The data is used to calculate the %lnhibition for each drug and the Diminazene control. Those drugs giving over 50% inhibition go on to have a dose response curve assay.

B. Dose response curves against Trypanosomes.

As with screening, dose response curves against Trypanosomes are performed in 96 well plates with 3 curves per plate. Initial curves start at 10μM and decrease to 0.01 μM.

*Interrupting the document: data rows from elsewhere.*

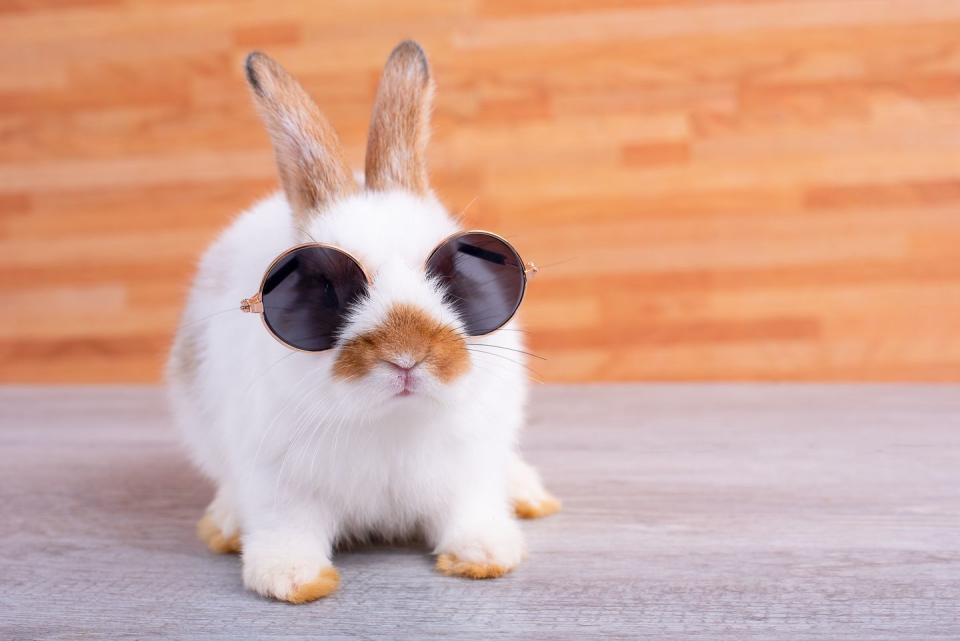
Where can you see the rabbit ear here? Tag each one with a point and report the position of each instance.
(311, 164)
(399, 127)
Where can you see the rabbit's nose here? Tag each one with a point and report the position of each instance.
(402, 366)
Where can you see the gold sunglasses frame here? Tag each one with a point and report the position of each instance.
(254, 304)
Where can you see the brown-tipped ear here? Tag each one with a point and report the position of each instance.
(399, 127)
(311, 163)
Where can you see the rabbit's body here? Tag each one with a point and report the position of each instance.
(311, 448)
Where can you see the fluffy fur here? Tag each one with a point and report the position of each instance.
(306, 454)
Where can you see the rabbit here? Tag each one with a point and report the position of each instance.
(311, 450)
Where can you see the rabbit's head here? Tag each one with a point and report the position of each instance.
(403, 338)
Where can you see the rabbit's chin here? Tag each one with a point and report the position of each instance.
(385, 391)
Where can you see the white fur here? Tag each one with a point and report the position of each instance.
(303, 460)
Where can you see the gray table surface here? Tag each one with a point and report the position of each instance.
(691, 511)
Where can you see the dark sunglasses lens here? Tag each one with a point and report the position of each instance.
(484, 279)
(307, 293)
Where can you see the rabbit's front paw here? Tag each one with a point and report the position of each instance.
(295, 580)
(486, 555)
(217, 540)
(530, 499)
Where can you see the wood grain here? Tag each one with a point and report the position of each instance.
(691, 511)
(740, 189)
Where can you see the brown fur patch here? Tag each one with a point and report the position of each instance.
(211, 534)
(529, 510)
(311, 163)
(450, 565)
(407, 331)
(326, 582)
(400, 124)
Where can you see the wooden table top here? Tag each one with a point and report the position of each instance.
(694, 511)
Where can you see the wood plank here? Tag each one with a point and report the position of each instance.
(718, 188)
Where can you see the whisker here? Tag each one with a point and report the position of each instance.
(512, 349)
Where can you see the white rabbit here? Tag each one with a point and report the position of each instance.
(312, 449)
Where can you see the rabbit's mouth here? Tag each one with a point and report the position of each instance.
(411, 345)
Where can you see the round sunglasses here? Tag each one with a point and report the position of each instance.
(306, 292)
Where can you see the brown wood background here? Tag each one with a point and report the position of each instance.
(719, 190)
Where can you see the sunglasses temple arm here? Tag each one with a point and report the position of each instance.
(252, 305)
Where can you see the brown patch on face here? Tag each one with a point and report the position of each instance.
(407, 331)
(399, 127)
(311, 163)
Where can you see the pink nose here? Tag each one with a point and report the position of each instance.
(401, 369)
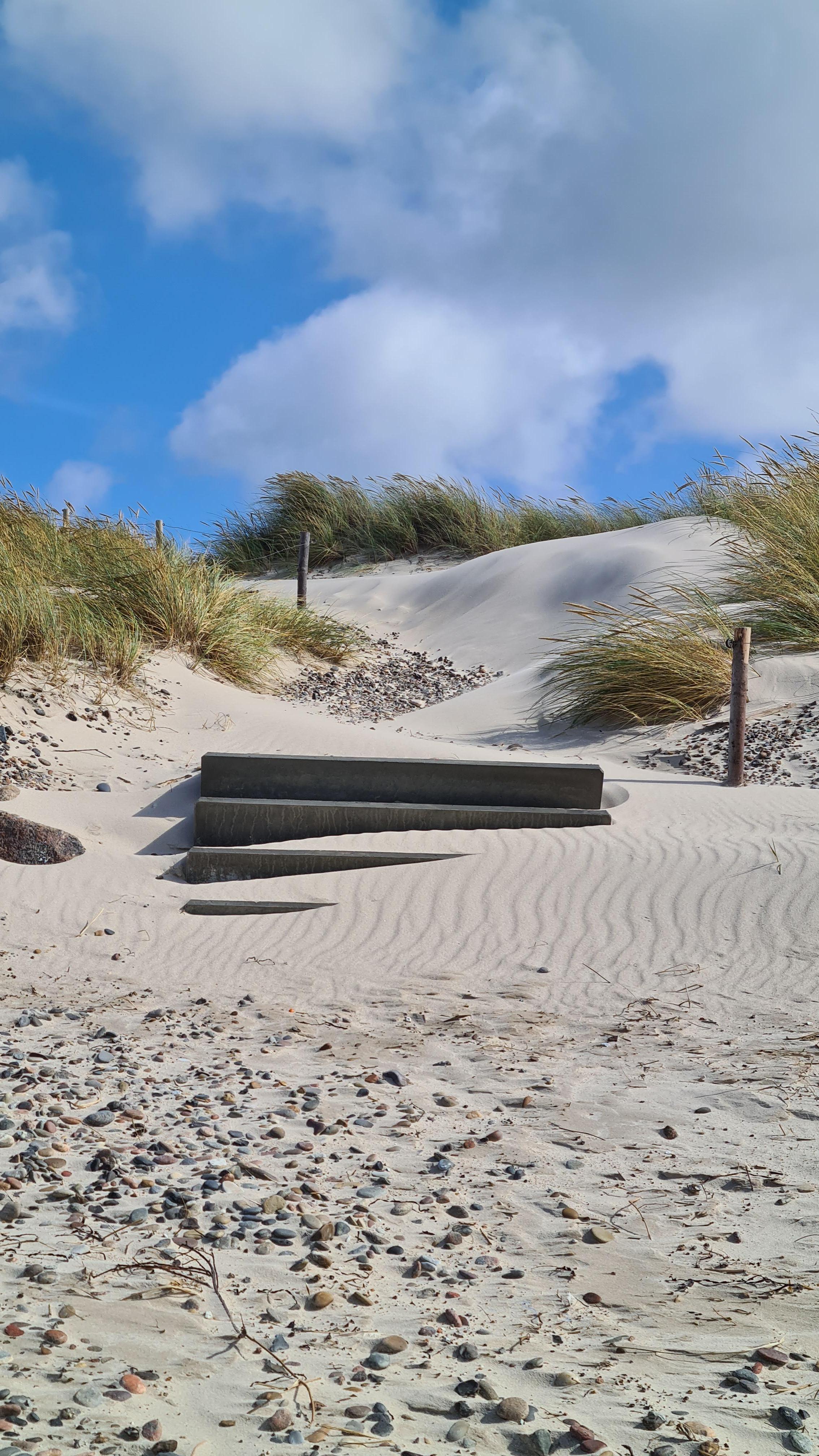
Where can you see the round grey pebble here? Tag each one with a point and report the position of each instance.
(793, 1419)
(467, 1352)
(88, 1395)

1. Using a haemocytometer count a 10 ml culture of Trypanosomes at optimum growth (i.e. high in numbers without any short and stumpy forms apparent). Calculate the dilution factor needed to achieve a concentration of organisms at about 1X10 ⁵ /ml. The Trypanosomes will be diluted a further 1 :2 during plate set up, so that the final concentration of organisms should be about 5X10 ⁴ AnI.

2. Drugs are pre-diluted in a 48 well plate. As with the screening plates, a volume sufficient to allow 50μl to be dispensed to each test and drug blank well is prepared. Dilute Diminazene stock to give 10ng/ml

3. Add 100μl of warm media to the Media only and Media + aB wells. 4. Add 50μl of warm media to the Drug + Media blank wells, Trypanosome only and Diminazene Control wells.

5. Add 50μl of drug dilution to the appropriate test wells and drug blank wells on the DRC plate.

6. Add 50μl of Trypanosome suspension to all wells excluding Drug + Media blanks. The addition of Trypanosomes completes the dilution of the drugs. Incubate plate at 37 ⁰ C and 5% CO ₂ for 48 hours.

7. After about 48 hours alamarBlue (aB) should be added to the plate as follows. Add 10μl of aB to all of the drug screening wells, the Trypanosome only wells, the Diminazene control wells and the Media + aB wells (DO

NOT add the aB to the Drug + Media blank wells or the Media only wells).

8. Return to the incubator for a further 24 hrs.

9. Once a total of 72 hours has elapsed, read the plate on a Biorad microplate reader at 570nm and 630nm.

Results

The results are set out in Figures 1 to 6.

Example 12: in vivo screening of the compounds against Trypanosomes

6-8 week old ARC (Swiss) mice 28-30 grams were randomised into groups of 5. Each animal was infected with 2 x 104 Trypanosoma brucei rhodesiense on day 0. Animals were dosed once a day at 100mg/kg of compound dissolved in 10% DMSO in corn oil on days 1 to 4. Parasitaemia was checked using tail blood smears examined microscopically on days 2 to ten and then twice a week until day 30. The experiment was terminated at day 30. Parasitaemia and day of death was recorded for all animals. Results

The results of the in vivo screen are set out in Figure 7.